W3C home > Mailing lists > Public > public-wsc-wg@w3.org > April 2007

Meeting record: WSC WG weekly 2007-04-18

From: Thomas Roessler <tlr@w3.org>
Date: Fri, 27 Apr 2007 22:53:00 +0200
To: WSC WG <public-wsc-wg@w3.org>
Message-ID: <20070427205259.GA5230@raktajino.does-not-exist.org>

The minutes from our meeting on 18 April were approved.  They are
available online:


A text version is included below.
Thomas Roessler, W3C  <tlr@w3.org>


                                 WSC WG Weekly
                                  18 Apr 2007


   See also: [3]IRC log


          Mary Ellen Zurko
          Thomas Roessler
          Johnathan Nightingale
          Chuck Wade
          Tyler Close
          Yngve Pettersen
          Jan Vidar Krey
          Maritza Johnson
          Luis Barriga
          Stuart Schechter
          Serge Egelman
          Phillip Hallam-Baker
          Bob Pinheiro
          Bill Doyle
          Mike McCormick

          Tim Hahn
          Bruno von Niman




     * [4]Topics
         1. [5]approving minutes from last meeting
         2. [6]closure of action items without further discussion
         3. [7]FSTC BMA Browser Recommendations
         4. [8]Revisiting Past Decisions
         5. [9]BMA document
         6. [10]ErrorHandling
         7. [11]Revisit ContextPresentation
     * [12]Summary of Action Items

approving minutes from last meeting

   Mez__: no issues

   <tlr> [13]http://www.w3.org/2007/04/11-wsc-minutes

   <tlr> minutes approved

closure of action items without further discussion

   <tlr> - no disagreement -

   Mez__: anyone want to speak to SafeWebBrowsing since Dan isn't here?

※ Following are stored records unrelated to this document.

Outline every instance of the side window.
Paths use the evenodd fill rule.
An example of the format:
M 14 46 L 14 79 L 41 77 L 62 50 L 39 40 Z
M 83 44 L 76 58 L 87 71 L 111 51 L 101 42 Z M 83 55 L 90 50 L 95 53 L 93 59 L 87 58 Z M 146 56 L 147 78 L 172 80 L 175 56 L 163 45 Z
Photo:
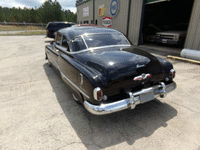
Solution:
M 57 33 L 57 36 L 56 36 L 56 44 L 57 45 L 61 45 L 62 43 L 62 35 Z
M 63 35 L 63 39 L 62 39 L 62 47 L 66 48 L 67 51 L 69 51 L 69 45 L 68 45 L 67 39 L 64 35 Z
M 83 49 L 86 49 L 85 43 L 81 37 L 78 37 L 70 43 L 70 48 L 72 52 L 77 52 Z

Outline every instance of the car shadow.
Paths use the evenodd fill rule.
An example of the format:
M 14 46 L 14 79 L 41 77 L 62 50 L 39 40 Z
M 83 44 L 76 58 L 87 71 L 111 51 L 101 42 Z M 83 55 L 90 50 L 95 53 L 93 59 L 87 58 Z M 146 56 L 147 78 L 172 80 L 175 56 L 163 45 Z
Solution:
M 92 115 L 74 102 L 70 88 L 51 67 L 44 64 L 43 68 L 63 113 L 87 149 L 104 149 L 124 142 L 133 145 L 160 127 L 167 127 L 167 121 L 177 115 L 175 108 L 159 100 L 138 105 L 134 110 Z
M 161 56 L 167 56 L 167 55 L 172 55 L 172 56 L 180 56 L 182 48 L 174 45 L 158 45 L 155 43 L 148 43 L 145 45 L 140 45 L 140 48 L 142 48 L 144 51 L 152 53 L 152 54 L 157 54 Z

   who's speaking right now?

   <tlr> that was bob pinheiro

   thx Mez__

   <tlr> just type "??:", anybody else can do the corrections

   k thx

   bob p: I can speak to it, but let's wait for dan a bit

   Chuck: I can speak to FSTC BMA Browser recs

FSTC BMA Browser Recommendations


   Mez__: you talk for 5 minutes, then we discuss for 10

   <tlr> chuck: give me a second to settle

   <tlr> mez: happy to rearrange

   Mez__: we can re-arrange the schedule

Revisiting Past Decisions


   tlr: underlying assumption we make is that users will make decisions about
   ... these decisions determine the context they are in
   ... if that happens, it must be transparent to the user what impact their
   decisions have had
   ... those decisions should be reversible
   ... e.g. "Accept this certificate" should be a decision they can revisit,
   and can see the effect of
   ... if I override a warning, the browser shouldn't tell me "this is fine",
   it should tell me "you over-rode this"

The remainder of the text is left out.